I have watched with dismay how the rules of the games I love have changed over the years. I am a sports purist who feels comfortably anchored in tradition, which puts me in opposition to such trends and advancements such as instant replay, college football conference realignments, designated hitters, and the 24 second clock, just to name a few. And most of these changes were for the purpose of attracting and retaining more fans and spectators by speeding up the action and creating more scoring. But my point is, if you are a true fan, you love the game - as is. There is no need to speed up the game or change its rules if you already enjoy every minute of it. The real problem lies in the sport attempting to adapt to consumer-enthusiasts who are not really true fans, but shallow dabblers who lose interest when the rules of the sport do not produce a game to suit their fickle tastes and short attention spans. Ticket and merchandise sales as well as television broadcasting rights are what fuel the evolution of sports. In our consumer-driven sociey, profit trumps purity.

Tim Tebow and his team, the Denver Broncos, are causing an uproar in the NFL because they are playing a style of football that was once played by men who earned little and sacrificed much, just for the privilege to play. And that game was played before non-televised audiences who respected the game and passed on its hallowed, timeless traditions to the next generation. Today, sports has to come in trendy, flashy packaging that produces slick highlights, inspires sound-bites and sells tickets. Yet Tebow is literally turning back the clock; a throw-back to such a distant era that he is today considered cutting edge, if not polarizing. He's standing up for traditional values and being a solid role-model instead of spending his free-time with gangsters, strippers, or drug-dealers. Where have we come as a society when we love athletes more who have DUIs and get arrested for domestic violence than someone who prays publicly and serves the poor on humanitarian trips, as long as they win and give us bragging rights around the water cooler? Yes, as a quarterback Tebow runs better than he throws, which is not typical for his position. But this only flies in the face of a game that has come to be shaped and defined by consumers who speak with their wallets and demand to see a football game that meets its quota of long bombs and exciting catches. If not, they'd rather turn the channel to something more entertaining, like cage fighting or WWF Smackdown.

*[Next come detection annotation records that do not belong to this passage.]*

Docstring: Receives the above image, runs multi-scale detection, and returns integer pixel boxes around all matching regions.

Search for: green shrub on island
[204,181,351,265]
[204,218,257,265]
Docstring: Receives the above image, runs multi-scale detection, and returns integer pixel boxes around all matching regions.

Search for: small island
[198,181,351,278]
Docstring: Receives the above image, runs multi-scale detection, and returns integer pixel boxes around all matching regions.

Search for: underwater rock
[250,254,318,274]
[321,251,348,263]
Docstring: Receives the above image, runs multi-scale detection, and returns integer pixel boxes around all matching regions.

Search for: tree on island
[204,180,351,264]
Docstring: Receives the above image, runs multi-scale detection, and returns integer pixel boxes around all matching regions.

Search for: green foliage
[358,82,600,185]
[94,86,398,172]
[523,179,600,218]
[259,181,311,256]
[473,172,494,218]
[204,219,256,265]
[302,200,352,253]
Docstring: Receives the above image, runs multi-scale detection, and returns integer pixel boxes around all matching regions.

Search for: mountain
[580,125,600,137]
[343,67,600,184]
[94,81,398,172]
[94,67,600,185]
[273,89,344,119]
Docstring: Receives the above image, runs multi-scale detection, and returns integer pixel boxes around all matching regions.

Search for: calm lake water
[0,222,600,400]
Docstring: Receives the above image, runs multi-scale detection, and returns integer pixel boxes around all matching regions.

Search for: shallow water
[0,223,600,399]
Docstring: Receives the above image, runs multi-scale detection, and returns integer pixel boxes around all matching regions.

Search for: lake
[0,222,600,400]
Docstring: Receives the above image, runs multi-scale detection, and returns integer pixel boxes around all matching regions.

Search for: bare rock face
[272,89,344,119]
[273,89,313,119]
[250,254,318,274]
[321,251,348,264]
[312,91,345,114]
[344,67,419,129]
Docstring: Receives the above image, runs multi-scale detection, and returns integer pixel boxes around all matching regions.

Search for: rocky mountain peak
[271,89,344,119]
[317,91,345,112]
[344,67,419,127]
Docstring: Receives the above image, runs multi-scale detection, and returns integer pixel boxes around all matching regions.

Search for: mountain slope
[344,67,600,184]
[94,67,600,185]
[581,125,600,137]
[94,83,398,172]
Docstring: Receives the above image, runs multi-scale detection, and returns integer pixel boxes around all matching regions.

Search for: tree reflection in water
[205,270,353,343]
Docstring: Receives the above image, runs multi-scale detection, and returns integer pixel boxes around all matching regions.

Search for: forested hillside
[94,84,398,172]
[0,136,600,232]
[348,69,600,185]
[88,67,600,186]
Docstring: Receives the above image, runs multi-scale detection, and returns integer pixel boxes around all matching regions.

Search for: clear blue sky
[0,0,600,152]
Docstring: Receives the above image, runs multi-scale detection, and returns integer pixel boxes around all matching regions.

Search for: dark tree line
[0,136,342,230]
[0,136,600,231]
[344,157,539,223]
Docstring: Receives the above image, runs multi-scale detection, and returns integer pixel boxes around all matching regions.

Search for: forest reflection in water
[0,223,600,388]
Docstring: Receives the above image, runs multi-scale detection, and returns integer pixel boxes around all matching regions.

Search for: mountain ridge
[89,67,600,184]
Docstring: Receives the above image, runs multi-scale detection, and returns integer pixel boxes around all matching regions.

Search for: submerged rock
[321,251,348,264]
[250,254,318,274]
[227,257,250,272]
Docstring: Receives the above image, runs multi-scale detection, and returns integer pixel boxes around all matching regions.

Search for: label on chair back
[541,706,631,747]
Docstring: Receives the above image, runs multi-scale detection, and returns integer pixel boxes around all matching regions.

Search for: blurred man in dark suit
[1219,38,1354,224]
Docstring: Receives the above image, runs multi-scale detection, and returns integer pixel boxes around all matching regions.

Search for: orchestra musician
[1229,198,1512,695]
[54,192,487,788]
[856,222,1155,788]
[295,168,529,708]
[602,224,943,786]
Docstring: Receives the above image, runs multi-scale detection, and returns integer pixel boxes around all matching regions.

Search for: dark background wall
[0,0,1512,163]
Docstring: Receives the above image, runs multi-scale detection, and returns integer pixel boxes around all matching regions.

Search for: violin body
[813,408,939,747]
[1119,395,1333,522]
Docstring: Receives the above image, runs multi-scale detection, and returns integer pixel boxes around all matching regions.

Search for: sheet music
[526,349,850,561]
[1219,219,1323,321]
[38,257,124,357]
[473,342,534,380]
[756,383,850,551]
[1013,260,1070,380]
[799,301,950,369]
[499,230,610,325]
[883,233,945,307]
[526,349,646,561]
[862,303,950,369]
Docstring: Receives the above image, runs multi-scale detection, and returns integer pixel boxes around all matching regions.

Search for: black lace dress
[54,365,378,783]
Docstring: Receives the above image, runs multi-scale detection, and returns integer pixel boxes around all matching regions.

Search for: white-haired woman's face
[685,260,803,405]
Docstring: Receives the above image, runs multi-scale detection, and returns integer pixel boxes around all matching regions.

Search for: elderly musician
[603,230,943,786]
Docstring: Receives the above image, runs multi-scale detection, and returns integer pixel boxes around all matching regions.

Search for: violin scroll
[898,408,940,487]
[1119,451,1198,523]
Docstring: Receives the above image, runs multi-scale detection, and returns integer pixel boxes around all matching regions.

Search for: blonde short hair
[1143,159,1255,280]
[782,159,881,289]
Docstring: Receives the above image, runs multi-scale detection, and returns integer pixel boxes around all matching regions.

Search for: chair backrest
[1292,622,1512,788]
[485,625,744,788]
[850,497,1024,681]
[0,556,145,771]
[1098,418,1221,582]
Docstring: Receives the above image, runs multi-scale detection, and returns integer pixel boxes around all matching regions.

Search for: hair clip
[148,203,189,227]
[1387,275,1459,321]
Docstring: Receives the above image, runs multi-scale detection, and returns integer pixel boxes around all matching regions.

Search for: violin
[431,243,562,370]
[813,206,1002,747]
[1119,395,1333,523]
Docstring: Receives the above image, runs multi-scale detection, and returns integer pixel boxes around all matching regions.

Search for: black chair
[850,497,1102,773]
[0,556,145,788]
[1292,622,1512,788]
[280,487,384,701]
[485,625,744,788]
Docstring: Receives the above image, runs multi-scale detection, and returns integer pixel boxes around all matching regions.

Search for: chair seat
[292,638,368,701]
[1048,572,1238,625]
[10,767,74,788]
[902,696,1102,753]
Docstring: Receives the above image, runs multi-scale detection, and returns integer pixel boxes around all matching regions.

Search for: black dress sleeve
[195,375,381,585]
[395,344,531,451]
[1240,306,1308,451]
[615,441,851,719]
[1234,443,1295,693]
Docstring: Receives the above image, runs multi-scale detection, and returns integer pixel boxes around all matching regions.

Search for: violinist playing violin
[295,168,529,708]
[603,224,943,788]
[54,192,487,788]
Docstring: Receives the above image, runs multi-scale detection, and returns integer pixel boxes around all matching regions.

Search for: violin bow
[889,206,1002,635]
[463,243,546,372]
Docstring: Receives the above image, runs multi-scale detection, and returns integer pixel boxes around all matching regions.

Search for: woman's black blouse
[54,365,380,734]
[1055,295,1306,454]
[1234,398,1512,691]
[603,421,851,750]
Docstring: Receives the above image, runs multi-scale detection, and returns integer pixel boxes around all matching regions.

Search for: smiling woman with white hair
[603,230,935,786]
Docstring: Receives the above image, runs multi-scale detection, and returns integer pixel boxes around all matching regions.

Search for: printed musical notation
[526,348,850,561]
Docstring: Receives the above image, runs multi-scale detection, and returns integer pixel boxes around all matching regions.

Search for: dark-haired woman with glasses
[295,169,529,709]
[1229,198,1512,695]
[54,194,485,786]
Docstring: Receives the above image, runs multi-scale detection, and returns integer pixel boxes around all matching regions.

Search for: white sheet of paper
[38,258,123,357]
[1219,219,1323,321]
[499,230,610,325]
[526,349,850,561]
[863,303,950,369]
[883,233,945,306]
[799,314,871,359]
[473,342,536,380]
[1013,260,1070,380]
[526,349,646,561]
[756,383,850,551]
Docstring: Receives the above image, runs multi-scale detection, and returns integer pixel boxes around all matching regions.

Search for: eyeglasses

Sadly, the church is not immune to the influence brought by consumerism. People have become so accustomed to being pleased and pampered as consumers and fans, that they carry this mentality into the house of God. And we see that the church and its function and purpose slowly become shaped by the parishoners rather than the parson. What a mistake. I would like to think that the church could inherit a little backbone from the French where the process is equally important to the product. I think my French friends have it right in that regard. They will not sacrifice quality and longevity of life for the sake of short-term gain. May we as believers and leaders in the greatest enterprise the world has ever known not allow oursleves to be driven by church-shoppers and congregation-hoppers. Change is good, and many times necessary. But change for the sake of pleasing participants who major on using and taking, rather than sacrificing and giving, is joining the ranks of consumer driven supermarkets and super bowl contenders. The King and His kingdom should be served by loyal subjects. And I am a purist in that regard as well.